Advertisement
Quiz

Enlarging pigmented lesion on the foot

Figures

Fig 1. Tan patch
Figure 1. Mottled, tan-coloured patch on the sole of the foot.
Fig 2. Pigmented spores
Figure 2. Skin biopsy demonstrating pigmented spores and hyphae in the keratin layer.
STEVEN KOSSARD, FACD

Over a nine-month period, a 42-year-old man developed an enlarging, mottled, tan-coloured lesion on the sole of his left foot (Figure 1). A skin biopsy showed multiple pigmented spores and hyphal elements within the keratin layer (Figure 2).

Differential diagnosis

The following conditions should be considered in the differential diagnosis of a pigmented lesion on the sole of the foot.
  • Café au lait macules may have an identical colour to this man’s lesion, but they appear in childhood, have an even colour rather than a mottled pattern, and are usually not on the sole. Biopsy shows epidermal hyperpigmentation.

  • Pigmented epidermal naevi also usually have their onset in childhood and have a more whorled or linear appearance. Biopsy often shows verrucose epidermal hyperplasia.

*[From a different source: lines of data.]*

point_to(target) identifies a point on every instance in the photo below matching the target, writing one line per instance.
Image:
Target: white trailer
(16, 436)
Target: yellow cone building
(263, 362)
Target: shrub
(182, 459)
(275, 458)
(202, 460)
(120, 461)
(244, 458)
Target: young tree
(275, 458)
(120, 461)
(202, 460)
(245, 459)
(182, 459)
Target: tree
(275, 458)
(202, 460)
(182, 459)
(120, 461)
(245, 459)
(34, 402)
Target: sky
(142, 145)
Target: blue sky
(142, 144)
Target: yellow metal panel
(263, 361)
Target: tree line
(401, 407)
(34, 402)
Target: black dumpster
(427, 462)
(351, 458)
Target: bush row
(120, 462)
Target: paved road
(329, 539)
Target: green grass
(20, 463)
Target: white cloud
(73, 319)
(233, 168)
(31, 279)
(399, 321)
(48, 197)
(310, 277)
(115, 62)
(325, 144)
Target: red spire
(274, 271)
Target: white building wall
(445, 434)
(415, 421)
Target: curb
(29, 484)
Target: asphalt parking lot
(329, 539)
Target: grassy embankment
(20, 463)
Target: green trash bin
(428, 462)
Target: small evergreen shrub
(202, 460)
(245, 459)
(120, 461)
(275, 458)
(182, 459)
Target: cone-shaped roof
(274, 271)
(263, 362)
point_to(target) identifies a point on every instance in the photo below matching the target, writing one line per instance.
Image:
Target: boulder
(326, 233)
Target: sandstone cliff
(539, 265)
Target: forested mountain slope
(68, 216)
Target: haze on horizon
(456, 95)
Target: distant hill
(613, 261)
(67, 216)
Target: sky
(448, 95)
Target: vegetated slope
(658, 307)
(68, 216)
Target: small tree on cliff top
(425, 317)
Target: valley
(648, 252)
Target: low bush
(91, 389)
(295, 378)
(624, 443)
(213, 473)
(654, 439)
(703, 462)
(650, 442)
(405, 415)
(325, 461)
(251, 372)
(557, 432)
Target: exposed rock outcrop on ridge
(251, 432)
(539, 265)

  • Chemicals such as self-tanning lotions may produce discolouration of the skin, but usually this is short lived and lacks the history of progressive growth.

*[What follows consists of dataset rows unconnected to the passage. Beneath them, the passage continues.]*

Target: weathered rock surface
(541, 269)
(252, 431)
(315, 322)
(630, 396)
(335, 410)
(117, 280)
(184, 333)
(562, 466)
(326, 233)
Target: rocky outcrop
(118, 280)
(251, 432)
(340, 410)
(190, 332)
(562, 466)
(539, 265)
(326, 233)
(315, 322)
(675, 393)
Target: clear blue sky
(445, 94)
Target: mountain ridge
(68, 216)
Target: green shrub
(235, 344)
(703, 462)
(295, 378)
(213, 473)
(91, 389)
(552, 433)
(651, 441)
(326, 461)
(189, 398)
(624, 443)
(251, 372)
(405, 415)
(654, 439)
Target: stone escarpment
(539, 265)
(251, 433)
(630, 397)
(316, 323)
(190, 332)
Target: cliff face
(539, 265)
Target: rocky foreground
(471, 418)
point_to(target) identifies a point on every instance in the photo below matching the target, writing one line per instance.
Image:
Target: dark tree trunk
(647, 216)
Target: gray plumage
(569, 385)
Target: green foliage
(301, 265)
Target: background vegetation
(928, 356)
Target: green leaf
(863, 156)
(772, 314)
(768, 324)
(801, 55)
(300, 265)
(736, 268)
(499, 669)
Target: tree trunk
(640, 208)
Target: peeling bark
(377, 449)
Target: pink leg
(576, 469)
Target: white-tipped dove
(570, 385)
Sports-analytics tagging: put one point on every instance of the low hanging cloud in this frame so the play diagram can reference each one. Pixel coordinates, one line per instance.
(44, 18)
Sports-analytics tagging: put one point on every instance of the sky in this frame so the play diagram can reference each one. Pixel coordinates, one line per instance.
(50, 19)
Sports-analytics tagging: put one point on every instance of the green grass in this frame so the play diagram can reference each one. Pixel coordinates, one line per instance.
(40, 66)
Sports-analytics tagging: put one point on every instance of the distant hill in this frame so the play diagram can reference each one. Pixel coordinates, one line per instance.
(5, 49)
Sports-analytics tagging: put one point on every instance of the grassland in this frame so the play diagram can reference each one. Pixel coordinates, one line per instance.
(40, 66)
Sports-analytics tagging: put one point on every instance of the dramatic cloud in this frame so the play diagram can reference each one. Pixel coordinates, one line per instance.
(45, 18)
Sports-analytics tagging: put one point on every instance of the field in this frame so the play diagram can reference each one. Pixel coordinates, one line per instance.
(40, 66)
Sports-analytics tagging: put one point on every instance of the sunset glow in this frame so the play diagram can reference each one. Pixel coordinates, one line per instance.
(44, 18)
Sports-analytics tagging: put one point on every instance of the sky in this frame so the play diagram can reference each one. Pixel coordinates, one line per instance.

  • Malignant melanoma of the sole is an important differential diagnosis. Malignant melanoma usually has a more variegated colour spectrum and dermoscopy shows a broad ridge pattern of pigmentation. Skin biopsy will help confirm the diagnosis prior to surgery.

  • Tinea nigra is the correct diagnosis in this case. It is caused by the presence of a superficial mould called Hortaea (Exophiala) werneckii. The mould is able to synthesise melanin and masquerade as a melanoma. The infection is usually localised to either a palm or sole. The diagnosis can be confirmed by skin scraping and culture or by skin biopsy. The mould will respond to topical imidazole creams, such as 2% miconazole or 2% ketoconazole, and also to keratolytic agents such as urea or Whitfield ointment (benzoic acid, salicylic acid).

Keypoint

Tinea nigra may masquerade as a malignant melanoma, but the limited colour range and mottled pattern are clues. Skin scraping or a biopsy should be obtained to avoid unnecessary surgery.